前回は、塗装の裏側に隠れた家からのサインについてお話ししました。今回は、屋根や外壁の要所を固め、雨漏りから家を守る最後の砦、「板金(ばんきん)工事」の世界をご案内します。
「ついている」ことと「機能している」ことは違います

木造住宅において、雨水を防ぐための工夫を「雨仕舞い(あまじまい)」と呼びます。その主役となるのが板金工事です。特に、屋根の頂点や壁との繋ぎ目などに使う部材を「役物(やくもの)」と呼びます。
ここで知っておいていただきたいのは、板金はただそこに「ついている」だけでは家を守れないということです。大切なのは、「どうつけるか」。
その一点に尽きます。
修理を頼まれた現場で、私たちが目にするもの
板金職人の仕事で最も心を配るべきことの一つに、水を「流れるべき場所へ正しく導く」加工があります。水が回り込もうとする動きを予測し、その勢いを「返し」でそっと受け流して、外へと押し戻してあげる。これは、家を長く守るために、私たちが何よりも大切にしている知恵です。

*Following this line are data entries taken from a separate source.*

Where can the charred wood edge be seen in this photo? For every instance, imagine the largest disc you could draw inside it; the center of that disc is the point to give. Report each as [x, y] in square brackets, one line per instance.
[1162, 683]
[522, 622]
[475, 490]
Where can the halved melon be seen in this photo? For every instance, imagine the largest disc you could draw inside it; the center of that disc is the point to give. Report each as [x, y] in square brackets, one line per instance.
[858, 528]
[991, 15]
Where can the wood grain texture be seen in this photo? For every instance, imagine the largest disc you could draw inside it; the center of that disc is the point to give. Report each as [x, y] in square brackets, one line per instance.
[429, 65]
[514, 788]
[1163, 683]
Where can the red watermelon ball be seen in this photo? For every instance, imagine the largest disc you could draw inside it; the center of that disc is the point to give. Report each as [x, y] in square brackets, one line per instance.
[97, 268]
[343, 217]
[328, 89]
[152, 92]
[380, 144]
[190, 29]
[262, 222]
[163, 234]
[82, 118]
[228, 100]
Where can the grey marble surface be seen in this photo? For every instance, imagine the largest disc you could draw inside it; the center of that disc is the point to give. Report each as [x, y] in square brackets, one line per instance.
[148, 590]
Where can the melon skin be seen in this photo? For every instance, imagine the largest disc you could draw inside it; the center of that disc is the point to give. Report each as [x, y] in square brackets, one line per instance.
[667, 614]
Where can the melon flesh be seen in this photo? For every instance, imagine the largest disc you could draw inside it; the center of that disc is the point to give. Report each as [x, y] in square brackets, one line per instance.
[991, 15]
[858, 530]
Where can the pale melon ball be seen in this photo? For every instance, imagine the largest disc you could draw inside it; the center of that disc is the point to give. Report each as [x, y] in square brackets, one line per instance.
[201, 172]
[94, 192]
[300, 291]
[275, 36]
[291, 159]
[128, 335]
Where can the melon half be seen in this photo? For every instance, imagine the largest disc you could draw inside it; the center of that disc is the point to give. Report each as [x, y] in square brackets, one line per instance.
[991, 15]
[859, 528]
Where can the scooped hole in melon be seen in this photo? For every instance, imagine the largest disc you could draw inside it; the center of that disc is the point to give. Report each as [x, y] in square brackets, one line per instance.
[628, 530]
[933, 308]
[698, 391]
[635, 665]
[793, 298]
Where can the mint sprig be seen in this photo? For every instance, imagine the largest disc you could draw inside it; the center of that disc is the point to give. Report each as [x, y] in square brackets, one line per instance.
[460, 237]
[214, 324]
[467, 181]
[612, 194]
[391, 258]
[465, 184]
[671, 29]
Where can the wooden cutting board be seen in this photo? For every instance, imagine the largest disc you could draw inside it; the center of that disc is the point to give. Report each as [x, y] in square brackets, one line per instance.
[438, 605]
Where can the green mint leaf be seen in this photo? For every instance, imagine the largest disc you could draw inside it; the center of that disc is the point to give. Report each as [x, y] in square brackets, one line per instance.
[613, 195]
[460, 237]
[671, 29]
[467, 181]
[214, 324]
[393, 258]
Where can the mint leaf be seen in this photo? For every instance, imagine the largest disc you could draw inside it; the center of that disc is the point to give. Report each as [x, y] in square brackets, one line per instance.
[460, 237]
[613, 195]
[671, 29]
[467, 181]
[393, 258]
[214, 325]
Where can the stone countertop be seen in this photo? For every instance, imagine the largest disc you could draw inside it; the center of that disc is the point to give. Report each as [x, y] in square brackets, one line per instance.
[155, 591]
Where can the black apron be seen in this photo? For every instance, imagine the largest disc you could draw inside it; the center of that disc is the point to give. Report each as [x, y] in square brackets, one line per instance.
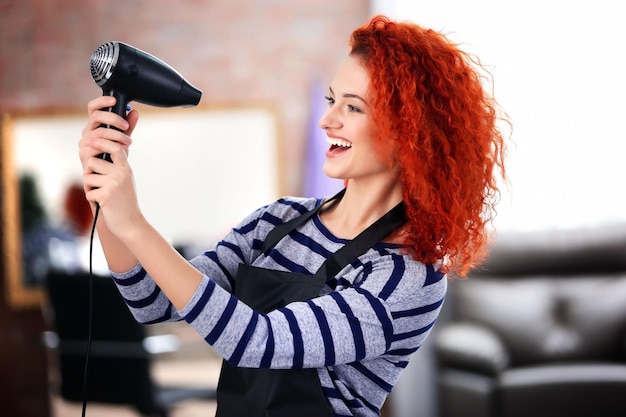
[260, 392]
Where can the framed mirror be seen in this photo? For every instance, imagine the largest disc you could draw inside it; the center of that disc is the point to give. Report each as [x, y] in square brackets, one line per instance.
[198, 172]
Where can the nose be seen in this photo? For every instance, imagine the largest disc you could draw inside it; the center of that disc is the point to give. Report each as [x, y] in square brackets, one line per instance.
[330, 119]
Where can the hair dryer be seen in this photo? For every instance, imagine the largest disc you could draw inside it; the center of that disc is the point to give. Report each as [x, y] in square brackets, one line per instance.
[128, 74]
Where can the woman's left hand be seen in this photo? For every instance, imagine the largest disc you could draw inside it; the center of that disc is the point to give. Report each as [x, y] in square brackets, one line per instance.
[112, 185]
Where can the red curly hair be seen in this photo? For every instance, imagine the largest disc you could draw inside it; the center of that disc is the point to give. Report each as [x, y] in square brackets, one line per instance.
[428, 100]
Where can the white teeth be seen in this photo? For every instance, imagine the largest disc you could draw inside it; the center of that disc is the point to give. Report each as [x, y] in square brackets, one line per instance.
[339, 142]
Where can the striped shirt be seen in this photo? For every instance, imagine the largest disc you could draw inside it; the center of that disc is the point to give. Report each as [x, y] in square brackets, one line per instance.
[359, 336]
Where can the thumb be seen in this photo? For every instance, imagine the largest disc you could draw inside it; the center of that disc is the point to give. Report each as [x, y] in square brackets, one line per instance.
[132, 117]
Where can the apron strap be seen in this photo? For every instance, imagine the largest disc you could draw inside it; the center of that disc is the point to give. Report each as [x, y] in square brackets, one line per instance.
[283, 229]
[375, 233]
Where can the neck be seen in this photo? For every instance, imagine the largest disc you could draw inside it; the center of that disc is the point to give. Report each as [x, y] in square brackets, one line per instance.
[360, 207]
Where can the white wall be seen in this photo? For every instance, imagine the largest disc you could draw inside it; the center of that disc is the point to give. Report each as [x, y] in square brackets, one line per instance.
[198, 171]
[559, 68]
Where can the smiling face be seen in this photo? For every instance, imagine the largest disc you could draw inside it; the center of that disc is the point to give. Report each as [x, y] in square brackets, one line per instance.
[349, 127]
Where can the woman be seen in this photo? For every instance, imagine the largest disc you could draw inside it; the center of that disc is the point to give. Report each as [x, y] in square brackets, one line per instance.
[317, 305]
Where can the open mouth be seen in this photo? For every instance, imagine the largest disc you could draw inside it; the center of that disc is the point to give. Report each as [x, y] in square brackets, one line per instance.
[338, 145]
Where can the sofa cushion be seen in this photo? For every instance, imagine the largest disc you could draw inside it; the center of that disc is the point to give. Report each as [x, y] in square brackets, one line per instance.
[546, 318]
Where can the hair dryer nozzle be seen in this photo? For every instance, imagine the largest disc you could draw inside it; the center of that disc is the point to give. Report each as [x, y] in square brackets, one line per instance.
[132, 74]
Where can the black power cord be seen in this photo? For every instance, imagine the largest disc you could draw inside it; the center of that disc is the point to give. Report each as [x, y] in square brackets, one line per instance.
[89, 329]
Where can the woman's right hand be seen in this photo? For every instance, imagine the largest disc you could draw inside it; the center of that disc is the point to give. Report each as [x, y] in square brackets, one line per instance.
[99, 117]
[106, 183]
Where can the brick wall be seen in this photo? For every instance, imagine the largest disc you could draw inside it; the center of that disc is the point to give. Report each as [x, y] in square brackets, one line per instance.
[236, 51]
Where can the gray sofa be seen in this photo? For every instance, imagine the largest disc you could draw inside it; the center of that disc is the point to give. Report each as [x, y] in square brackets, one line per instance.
[539, 330]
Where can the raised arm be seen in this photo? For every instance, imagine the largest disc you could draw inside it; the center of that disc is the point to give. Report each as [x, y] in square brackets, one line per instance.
[126, 236]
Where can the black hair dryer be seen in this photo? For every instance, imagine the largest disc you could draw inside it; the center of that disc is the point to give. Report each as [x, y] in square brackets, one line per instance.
[128, 74]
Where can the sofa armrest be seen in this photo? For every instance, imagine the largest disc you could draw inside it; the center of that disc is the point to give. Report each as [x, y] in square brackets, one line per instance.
[471, 347]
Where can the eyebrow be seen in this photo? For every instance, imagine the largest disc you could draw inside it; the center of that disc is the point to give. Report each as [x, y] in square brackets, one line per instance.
[349, 95]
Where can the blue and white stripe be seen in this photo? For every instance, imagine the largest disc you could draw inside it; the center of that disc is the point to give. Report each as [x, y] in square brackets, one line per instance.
[359, 336]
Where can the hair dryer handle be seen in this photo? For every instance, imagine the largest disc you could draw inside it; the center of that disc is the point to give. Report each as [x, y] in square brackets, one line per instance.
[119, 108]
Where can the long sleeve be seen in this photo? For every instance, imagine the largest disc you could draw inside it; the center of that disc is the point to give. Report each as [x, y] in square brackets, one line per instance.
[359, 336]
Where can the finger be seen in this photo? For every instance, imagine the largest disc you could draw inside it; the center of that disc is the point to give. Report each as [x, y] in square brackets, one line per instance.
[132, 117]
[117, 151]
[100, 114]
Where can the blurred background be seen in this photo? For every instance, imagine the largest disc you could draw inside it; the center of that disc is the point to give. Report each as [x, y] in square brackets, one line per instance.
[264, 66]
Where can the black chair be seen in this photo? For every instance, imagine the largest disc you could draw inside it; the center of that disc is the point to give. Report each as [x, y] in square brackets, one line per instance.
[119, 363]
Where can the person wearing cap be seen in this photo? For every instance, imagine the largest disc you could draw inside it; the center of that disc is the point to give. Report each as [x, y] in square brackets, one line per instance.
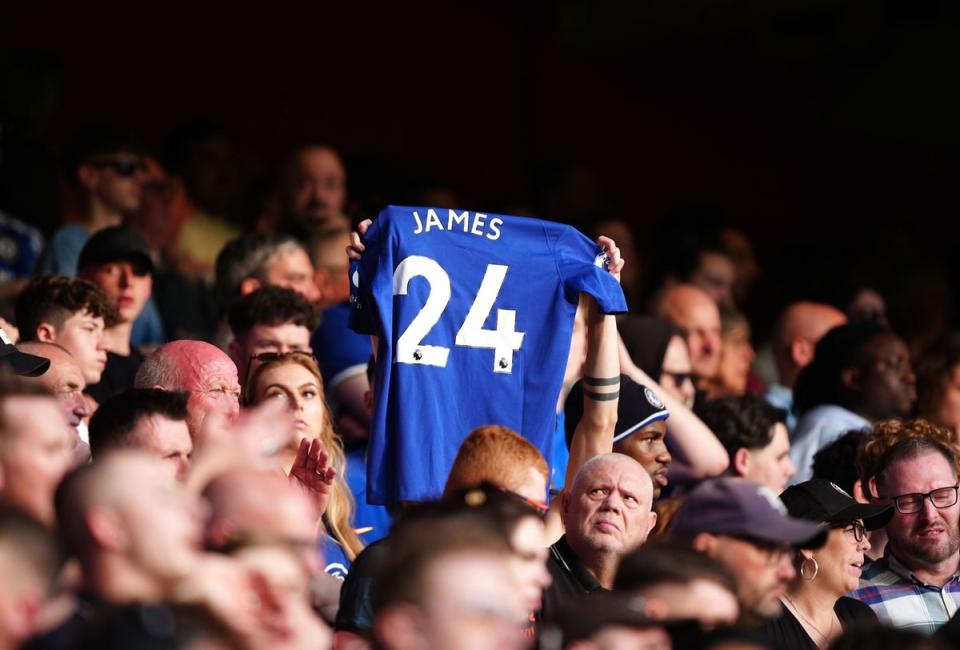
[20, 363]
[104, 165]
[118, 261]
[640, 431]
[71, 313]
[746, 528]
[916, 584]
[816, 609]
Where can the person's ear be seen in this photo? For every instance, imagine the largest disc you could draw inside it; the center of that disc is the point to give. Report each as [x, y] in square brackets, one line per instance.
[858, 494]
[652, 521]
[850, 378]
[742, 461]
[801, 352]
[235, 350]
[46, 333]
[87, 176]
[248, 286]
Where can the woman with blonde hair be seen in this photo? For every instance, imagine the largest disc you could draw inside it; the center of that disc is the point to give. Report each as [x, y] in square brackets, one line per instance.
[294, 378]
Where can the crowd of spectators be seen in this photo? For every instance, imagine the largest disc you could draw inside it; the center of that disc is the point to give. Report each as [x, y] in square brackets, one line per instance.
[184, 416]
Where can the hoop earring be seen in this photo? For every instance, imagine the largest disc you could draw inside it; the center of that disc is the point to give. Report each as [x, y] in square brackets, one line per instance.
[816, 569]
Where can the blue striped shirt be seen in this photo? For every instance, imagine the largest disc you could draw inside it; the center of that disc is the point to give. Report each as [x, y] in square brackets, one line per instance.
[903, 600]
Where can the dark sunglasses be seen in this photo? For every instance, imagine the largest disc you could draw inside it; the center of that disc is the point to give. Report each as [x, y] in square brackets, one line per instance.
[125, 167]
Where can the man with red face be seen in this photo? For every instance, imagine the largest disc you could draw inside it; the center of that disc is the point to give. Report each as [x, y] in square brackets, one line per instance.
[118, 261]
[606, 514]
[199, 369]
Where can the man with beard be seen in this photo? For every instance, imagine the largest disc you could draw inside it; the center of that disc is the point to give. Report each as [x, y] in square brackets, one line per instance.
[916, 584]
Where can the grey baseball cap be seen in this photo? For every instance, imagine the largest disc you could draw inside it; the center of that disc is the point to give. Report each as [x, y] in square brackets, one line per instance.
[742, 508]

しかし、実際に修理を頼まれて伺った現場では、残念ながらその大切な工夫がなされていない事例が、驚くほど少なくありません。
屋根の形は複雑で、場所によって水の流れる向きが入り乱れます。
「水の誘導」ができていない: 本来、水が裏側へ回らないように、流れるべき方向へ導くための「返し」を曲げておくべき場所が、真っ直ぐなまま放置されている。
水の流れをコントロールできていない:水の勢いを予測せず、ただ板金を重ねただけで、結果として内側へ水を呼び込んでしまっている。
こうした、ほんの数センチの「返し」が足りないだけで、水は簡単に裏側へ回り込み、やがて深刻な雨漏りを引き起こします。修理の現場に立つたびに、こうした「本来なされるべき工夫が届いていない役物」が家を傷めている現実を、とても残念に感じることがあります。

現場に合わせて、ハサミを入れ、水を導く
既製品をそのままつければいいわけではありません。家の形や下地の状況は一軒一軒すべて異なるからです。
ハサミを入れる場所を見極める: どこにハサミを入れれば、水の入り口を作らず、スムーズに出口へ導けるか。その場所を丁寧に見極めることが、家を守るための大切なはじまりです。
水の動きを読み、一箇所ずつ「正しい道筋」を作る: 複雑に変わる水の動きに合わせ、その場所その場所に最適な「曲げ」を施します。水が回り込もうとする力を利用して、外側の流れるべきところへ受け流す。この一手間を惜しまないことが、雨漏りを防ぐ確かな壁になります。
職人が水の動きを読み、適切にハサミを入れ、一折一折に「水を正しく逃がす」意味を持たせて仕上げる。その丁寧な積み重ねが、家を濡らさず、内側で安心して呼吸できる「長寿の家」へと導くのです。